Rays focused on getting bats going after 'difficult month'
MILWAUKEE -- The first half of this road trip saw the Rays get swept by the White Sox, who doubled their win total over the weekend but still have the Majors’ worst record.
The short bus ride north didn’t make things any better for Tampa Bay. The Rays concluded a 1-5 trip on Wednesday afternoon with a 7-1 loss to the Brewers at American Family Field.
“Maybe one of the rougher ones that I can recall. We just didn't do many things very well,” manager Kevin Cash said. “We didn't necessarily beat ourselves. We just got beat, outplayed, outperformed in really every aspect.”
The Rays managed to squeak out a 1-0 victory in Monday’s series opener due mostly to some spectacular pitching, but they have still lost eight of their last 10 games to fall four games below .500 for the first time since they were 36-40 on June 23, 2018, despite playing the Majors’ weakest schedule so far this season.

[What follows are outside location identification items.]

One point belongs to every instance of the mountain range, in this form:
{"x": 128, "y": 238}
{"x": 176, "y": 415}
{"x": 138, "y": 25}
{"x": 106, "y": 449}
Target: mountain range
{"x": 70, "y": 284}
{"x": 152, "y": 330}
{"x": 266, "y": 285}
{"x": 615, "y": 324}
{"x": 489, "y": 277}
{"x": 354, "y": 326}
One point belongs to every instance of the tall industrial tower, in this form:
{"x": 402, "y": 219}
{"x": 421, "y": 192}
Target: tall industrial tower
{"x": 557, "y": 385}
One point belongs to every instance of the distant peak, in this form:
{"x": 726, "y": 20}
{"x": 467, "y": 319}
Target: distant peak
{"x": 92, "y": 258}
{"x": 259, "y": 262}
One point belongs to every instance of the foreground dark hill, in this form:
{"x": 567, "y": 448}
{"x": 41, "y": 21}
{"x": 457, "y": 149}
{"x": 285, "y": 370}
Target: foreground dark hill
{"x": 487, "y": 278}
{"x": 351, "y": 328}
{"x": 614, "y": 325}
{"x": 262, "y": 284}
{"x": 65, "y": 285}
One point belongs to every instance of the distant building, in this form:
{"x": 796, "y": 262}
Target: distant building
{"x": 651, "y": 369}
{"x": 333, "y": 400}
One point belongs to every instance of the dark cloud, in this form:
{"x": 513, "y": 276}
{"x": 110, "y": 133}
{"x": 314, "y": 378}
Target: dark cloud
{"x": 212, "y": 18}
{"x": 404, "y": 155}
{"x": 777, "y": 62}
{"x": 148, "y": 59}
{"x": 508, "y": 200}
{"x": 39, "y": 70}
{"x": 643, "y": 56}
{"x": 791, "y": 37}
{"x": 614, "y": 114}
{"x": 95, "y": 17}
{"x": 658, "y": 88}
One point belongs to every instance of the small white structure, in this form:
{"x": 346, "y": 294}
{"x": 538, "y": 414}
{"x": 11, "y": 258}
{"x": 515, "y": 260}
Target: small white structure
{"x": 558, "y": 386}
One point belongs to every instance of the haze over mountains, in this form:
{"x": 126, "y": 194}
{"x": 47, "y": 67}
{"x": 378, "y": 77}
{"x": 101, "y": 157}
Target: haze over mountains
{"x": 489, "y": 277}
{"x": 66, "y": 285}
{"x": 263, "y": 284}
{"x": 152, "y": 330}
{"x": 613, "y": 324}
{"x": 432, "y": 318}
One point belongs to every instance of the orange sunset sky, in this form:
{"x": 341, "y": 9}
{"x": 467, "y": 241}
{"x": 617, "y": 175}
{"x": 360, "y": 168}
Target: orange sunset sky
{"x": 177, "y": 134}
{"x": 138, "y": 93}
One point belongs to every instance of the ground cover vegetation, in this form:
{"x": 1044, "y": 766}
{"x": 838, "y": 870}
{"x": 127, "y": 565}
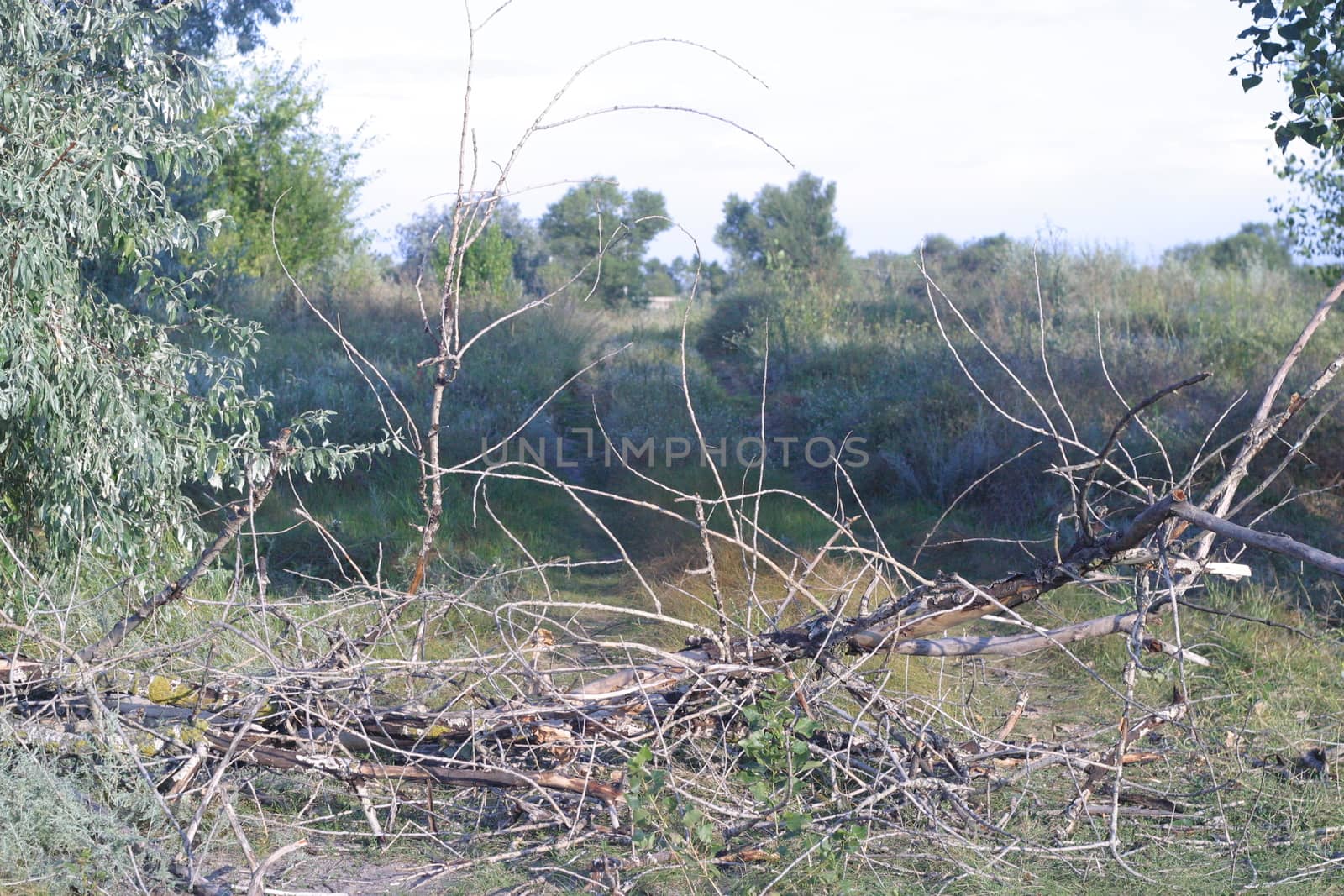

The Rays have not won a series since taking two of three from the Giants on April 12-14, with a four-game split and four straight series defeats since then. They’ve struggled in a variety of ways, with spotty defense and occasionally shaky pitching, but their lineup is the biggest cause for concern by a considerable margin.
“Since I've been here, I don't think we've been on such a negative streak,” slumping leadoff man Yandy Díaz said through interpreter Manny Navarro. “It wasn't a good road trip. We're trying to do things better, but it doesn't seem like things are coming our way. Little by little, hopefully.”
The Rays are averaging only 3.25 runs per game as they’ve dropped 11 of their last 16. They’ve scored two runs or fewer in four straight and six of their last nine. Over the past three days in Milwaukee, they struck out 30 times, drew seven walks and had 16 hits -- 15 singles, plus Jose Siri’s 452-foot solo shot off Freddy Peralta on Tuesday night.
“You’ve got to find ways to put a ball in the gap, knock it out of the ballpark, got to get some walks,” Cash said. “These guys, they're wearing it right now. They feel it. And they're frustrated by it. We've just got to stay at it.”
Cash said the Rays would “put our heads together to collectively make an adjustment as an offense, as a team.” Asked about shaking up the lineup, he reiterated the importance of having their best hitters get to the plate as many times as possible and thus batting near the top of the order.
The series finale played out like many other games have recently. Starter Zach Eflin pitched well, permitting only three runs on six hits with six strikeouts over 5 2/3 walk-free innings before he was lifted after 88 pitches. But by the time he gave up a two-run double to William Contreras in the third and a solo homer to former Ray Willy Adames in the sixth, the game practically felt out of reach.
Through seven innings, the Rays were limited to four hits -- two of which left the infield -- and had advanced only two runners to third base.
“It's tough. We've just got to play better baseball, all facets of the game. We've just got to come together and produce,” said outfielder Richie Palacios, who had two hits and a steal on Wednesday, remaining one of the lineup’s few bright spots. “I know we're trying hard, obviously. Sometimes we try too hard. But we try to go out there and play a better brand of baseball.”
The Rays avoided being shut out for the first time this season when Palacios scored on an eighth-inning wild pitch by Abner Uribe, the reliever who was ejected Tuesday night for his role in causing the benches-clearing fracas.
The bullpen couldn’t settle things down, either, as Erasmo Ramírez allowed Adames’ second three-run homer in as many days. And in the end, the Rays lost by at least six runs for the eighth time this year, matching their total from all of last season.
“It's been a difficult month, I'd say, on all sides of the ball,” Eflin said. “We've just got to do a better job of playing together … showing some energy, playing with some passion. Those are things that we can control, so we're going to get there.”
Of course, it’s hard for the Rays to muster much excitement when they’re scuffling through games the way they have been lately. But they know the best way to get that energy back in their dugout.
“When you win, that energy just kind of comes,” Díaz said. “When you're going bad and things are going negative, it seems like you need that energy double.”